Sis ^ if you dont breastfeed the child then yes the child becomes a non mahram ..I am at Uni so Isha Allah when i get home i be able to give you the evidence.

Sister just make dua and do not despair my brother wife cannot have children and he loves her and is content with that so not all brothers will run a mile there are many brothers who will stay and may Allah swt reward you for your patient, this life is a test and is too short.
 
does it not put brothers off that your wife may be incapable of having children? its hard to say, oh yeh thats fine, as long as i love her. but we all know that people that say are majority of the time just lying.

what the,

you know even if you marry a woman who you think is "able" to have children your whole life may pass and you wont be able to have one.
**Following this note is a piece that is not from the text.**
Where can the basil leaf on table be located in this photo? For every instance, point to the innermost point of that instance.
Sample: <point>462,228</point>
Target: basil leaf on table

Sure it might be a test but as a brother already mentioned before, there can be beauty within a wife who cant bare children, it could bring blessings wallahu a'lam
 
:salamext:

I personally think that any brother who divorces a woman or loves her less, just because she cannot produce kids is deranged and mashed in the head, and should get a life. Seriously.
 
This is something which i'd rather post as anonymous gender, i would rather it stay in this section of the forum, for reasons which are very personal to me.
i wana know... if a women was incapable of having children, would brother's still marry her? honest answers please. if you do not wish to post as yourself please tick anongender. but please, i ask for honest replies inshallah

There was a woman who never had children but kept hope in Allah that she will one day give birth and when she was in her 40's, Allah blessed her with twins if I remember correctly (or was it triplets) because she kept her faith in Allah that one day she will give birth. And after that she many children of her own.

Personally, if I had a chance to marry a sister who can't conceive I might still marry her but as a second wife because I would like to have children at least with one wife. And I would marry her (i.e. the one who can't conceive) as a second wife even if she us unable to conceive because the Prophet would marry woman just to take care of them. And of course as a second wife this does not by any means mean that she is second best to anyone in my family, nor would I treat her any different, rather I would give my heart to her because the Prophet (saws) said "The best amongst you are those who are best to his wives".